Even we experts cannot foretell whether the sunset will occur, and clients may be unwilling to make substantial gifts or other strategic moves to use their remaining exemption in exchange for the loss of control that comes with such planning before the sunset is a “sure thing.” We can begin having these conversations with our clients now, prepare trusts and appropriate assignments, and obtain valuations, then make the final decision about funding the trusts later in the year when there may be more clarity on the future of the federal exemption amount.
Valuation
One of the best ways to prove that no fraudulent transfer occurred is to be able to show equivalent value received as consideration for any asset transfers. Of course, valuation is often subjective, particularly when dealing with closely held assets or similar assets not readily traded on a public market. Estate planners also have a natural mentality do what is (legitimately) necessary to obtain a lower value for transfer tax purposes. That mentality may not always be consistent with the needs of an asset protection planner who is trying to defend a client’s transactions. Accordingly, obtaining independent third party validation on values used in the asset protection planning process is often critical.

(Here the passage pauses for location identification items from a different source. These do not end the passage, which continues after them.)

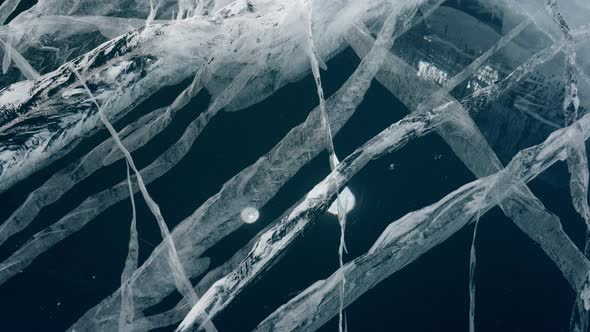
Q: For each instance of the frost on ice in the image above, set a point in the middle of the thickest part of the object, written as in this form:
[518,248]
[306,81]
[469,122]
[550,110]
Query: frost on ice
[70,70]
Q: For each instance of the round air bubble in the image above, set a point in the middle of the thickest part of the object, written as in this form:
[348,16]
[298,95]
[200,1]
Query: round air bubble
[250,215]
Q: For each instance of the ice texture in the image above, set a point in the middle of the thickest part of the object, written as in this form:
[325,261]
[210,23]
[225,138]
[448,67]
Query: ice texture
[70,69]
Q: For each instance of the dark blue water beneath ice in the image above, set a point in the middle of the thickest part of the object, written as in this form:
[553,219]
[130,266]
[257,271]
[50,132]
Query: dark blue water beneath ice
[518,287]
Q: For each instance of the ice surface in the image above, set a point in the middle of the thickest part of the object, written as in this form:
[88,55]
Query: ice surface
[409,237]
[72,68]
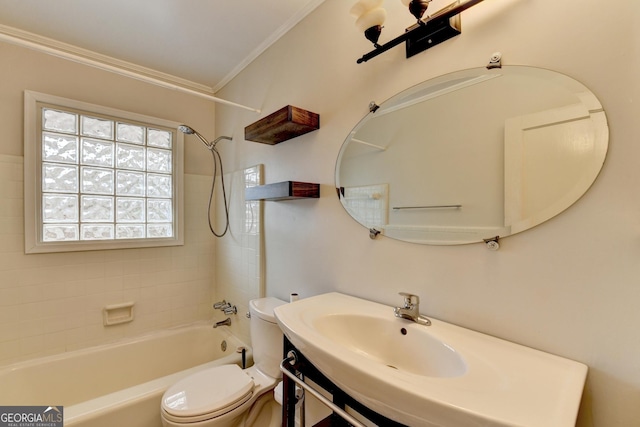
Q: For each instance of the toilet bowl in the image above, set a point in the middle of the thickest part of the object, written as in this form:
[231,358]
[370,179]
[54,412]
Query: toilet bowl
[228,396]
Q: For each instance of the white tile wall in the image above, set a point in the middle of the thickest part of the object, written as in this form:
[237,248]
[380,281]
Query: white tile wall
[51,303]
[239,268]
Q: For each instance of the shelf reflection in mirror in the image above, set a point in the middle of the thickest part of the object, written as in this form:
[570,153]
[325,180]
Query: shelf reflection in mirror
[473,154]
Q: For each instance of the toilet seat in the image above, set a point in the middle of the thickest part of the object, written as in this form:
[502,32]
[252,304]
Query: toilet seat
[207,394]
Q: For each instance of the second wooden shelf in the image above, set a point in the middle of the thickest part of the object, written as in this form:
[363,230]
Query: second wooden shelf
[286,190]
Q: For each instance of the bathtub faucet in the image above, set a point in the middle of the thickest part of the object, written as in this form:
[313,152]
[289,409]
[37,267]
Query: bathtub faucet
[225,322]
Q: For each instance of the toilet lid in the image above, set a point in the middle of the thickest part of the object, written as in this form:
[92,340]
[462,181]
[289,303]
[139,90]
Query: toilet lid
[208,391]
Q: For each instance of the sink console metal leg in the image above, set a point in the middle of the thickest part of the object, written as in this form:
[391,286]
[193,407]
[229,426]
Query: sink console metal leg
[296,369]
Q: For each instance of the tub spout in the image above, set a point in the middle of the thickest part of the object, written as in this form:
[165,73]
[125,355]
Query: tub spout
[225,322]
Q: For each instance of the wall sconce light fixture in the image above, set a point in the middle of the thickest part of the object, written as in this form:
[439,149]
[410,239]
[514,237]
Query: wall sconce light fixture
[426,33]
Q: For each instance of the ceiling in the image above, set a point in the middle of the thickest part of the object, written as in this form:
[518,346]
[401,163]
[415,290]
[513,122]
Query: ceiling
[206,42]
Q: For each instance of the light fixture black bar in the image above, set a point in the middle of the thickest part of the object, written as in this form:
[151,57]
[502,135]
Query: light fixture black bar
[443,14]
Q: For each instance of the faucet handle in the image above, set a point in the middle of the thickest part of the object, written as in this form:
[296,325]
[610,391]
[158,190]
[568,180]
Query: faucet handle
[410,299]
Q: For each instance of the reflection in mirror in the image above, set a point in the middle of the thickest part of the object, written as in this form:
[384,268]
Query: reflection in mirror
[473,155]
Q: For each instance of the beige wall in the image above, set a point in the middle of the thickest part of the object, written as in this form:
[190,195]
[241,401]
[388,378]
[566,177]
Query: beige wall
[569,286]
[52,303]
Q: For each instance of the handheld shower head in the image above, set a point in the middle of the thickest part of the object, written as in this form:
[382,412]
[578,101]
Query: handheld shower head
[217,160]
[188,130]
[215,141]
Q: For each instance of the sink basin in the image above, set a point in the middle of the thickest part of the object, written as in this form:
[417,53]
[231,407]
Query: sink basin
[437,375]
[389,342]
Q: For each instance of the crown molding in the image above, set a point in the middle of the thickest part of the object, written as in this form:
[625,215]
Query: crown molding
[292,22]
[94,59]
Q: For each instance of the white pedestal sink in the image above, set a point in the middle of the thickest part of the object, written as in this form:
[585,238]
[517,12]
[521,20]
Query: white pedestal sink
[437,375]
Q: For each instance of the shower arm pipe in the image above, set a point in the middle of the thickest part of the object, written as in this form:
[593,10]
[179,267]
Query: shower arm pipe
[86,60]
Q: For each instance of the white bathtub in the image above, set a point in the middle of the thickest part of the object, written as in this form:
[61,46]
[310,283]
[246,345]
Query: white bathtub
[120,384]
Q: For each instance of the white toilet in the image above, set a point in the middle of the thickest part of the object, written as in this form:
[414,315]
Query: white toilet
[228,396]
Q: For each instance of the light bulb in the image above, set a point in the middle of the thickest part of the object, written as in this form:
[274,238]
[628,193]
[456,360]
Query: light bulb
[363,6]
[372,18]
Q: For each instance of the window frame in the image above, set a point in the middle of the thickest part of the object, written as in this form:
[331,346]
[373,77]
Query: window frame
[33,215]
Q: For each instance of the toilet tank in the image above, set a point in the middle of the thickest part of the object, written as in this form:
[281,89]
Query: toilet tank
[266,336]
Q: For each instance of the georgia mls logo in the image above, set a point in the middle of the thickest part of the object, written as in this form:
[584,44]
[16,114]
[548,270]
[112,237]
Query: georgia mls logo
[31,416]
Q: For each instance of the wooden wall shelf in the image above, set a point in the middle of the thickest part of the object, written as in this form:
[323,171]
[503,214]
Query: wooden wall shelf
[286,123]
[286,190]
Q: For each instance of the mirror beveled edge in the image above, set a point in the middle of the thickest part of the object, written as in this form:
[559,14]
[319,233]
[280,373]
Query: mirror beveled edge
[571,122]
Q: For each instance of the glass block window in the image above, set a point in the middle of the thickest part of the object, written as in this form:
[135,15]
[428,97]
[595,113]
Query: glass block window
[102,178]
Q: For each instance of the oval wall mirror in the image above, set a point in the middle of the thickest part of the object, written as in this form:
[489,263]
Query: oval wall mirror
[472,155]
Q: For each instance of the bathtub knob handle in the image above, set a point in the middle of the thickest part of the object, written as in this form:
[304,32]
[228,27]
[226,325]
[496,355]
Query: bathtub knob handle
[219,304]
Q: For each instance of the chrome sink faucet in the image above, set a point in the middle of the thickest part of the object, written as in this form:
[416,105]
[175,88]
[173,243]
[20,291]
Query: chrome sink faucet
[411,309]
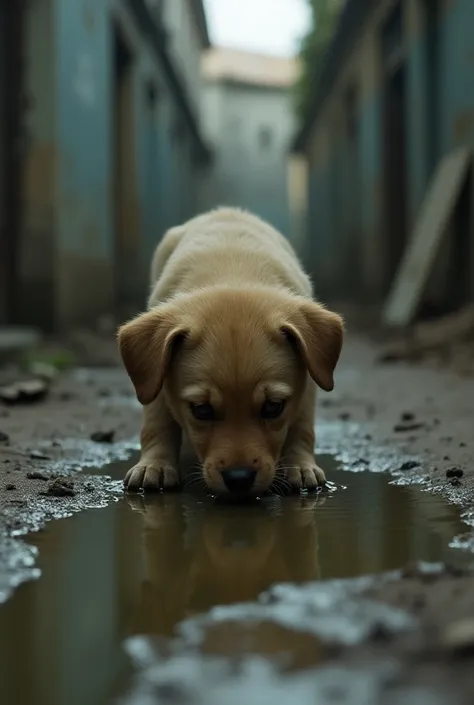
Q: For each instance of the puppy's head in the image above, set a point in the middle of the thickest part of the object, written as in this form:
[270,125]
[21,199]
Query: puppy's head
[233,366]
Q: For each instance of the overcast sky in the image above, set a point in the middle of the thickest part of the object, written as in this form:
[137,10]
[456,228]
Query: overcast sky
[257,25]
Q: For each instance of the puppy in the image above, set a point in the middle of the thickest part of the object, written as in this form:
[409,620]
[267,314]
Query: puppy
[230,351]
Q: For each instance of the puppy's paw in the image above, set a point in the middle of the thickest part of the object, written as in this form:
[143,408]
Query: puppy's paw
[155,476]
[306,475]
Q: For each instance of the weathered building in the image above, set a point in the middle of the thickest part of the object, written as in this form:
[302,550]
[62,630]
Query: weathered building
[248,116]
[102,153]
[396,94]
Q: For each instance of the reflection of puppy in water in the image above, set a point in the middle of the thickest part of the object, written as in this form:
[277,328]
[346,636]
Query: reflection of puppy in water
[215,557]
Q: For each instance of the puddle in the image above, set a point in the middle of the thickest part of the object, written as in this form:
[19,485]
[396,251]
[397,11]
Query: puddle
[142,566]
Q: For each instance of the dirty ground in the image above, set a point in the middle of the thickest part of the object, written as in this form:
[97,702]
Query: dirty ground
[405,636]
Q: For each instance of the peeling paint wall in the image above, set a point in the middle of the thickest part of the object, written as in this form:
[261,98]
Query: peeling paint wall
[87,239]
[439,69]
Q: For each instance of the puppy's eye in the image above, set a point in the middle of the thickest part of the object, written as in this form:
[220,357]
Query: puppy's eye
[202,412]
[272,409]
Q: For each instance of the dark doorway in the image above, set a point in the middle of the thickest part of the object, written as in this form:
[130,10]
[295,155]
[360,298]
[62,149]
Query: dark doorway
[432,56]
[123,171]
[394,142]
[11,55]
[351,175]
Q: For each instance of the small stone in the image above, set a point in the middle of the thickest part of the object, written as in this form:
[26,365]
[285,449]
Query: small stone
[66,396]
[61,487]
[379,632]
[406,426]
[38,455]
[409,465]
[103,436]
[459,637]
[29,391]
[454,472]
[36,475]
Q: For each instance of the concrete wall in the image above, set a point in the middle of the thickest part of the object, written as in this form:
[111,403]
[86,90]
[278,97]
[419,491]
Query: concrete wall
[247,172]
[86,242]
[346,244]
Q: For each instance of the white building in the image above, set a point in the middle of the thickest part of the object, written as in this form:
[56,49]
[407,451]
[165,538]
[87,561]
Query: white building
[248,117]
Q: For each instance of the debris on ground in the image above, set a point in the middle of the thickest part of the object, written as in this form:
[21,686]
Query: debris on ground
[38,455]
[36,475]
[459,637]
[61,487]
[408,426]
[409,465]
[24,392]
[454,472]
[103,436]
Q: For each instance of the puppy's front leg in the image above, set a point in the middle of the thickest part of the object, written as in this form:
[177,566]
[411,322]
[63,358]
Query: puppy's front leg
[160,444]
[298,452]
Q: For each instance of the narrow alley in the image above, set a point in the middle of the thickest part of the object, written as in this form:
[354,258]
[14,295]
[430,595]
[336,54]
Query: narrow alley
[348,126]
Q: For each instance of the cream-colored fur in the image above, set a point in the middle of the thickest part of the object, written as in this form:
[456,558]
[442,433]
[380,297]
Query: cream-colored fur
[231,327]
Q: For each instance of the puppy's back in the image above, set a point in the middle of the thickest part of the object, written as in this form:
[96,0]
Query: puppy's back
[225,247]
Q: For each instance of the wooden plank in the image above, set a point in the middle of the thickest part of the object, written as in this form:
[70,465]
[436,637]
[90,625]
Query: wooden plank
[414,270]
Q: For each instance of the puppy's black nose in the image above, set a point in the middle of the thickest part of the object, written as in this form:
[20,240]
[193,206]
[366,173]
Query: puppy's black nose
[239,480]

Wandry v. Commissioner opened the doors to transferring gifts, subject to change in value, with the use of a formula transfer clause. A Wandry clause is a formula transfer clause that creates a fixed value for the assets transferred and adjusts the quantity of the assets to achieve the fixed value. The Wandry opinion likened this to “asking for $10 worth of gasoline” rather than a certain number of gallons of gas. This provides flexibility in gift planning whereby a client can gift up to their remaining estate tax exemption, subject to the results of a third-party valuation.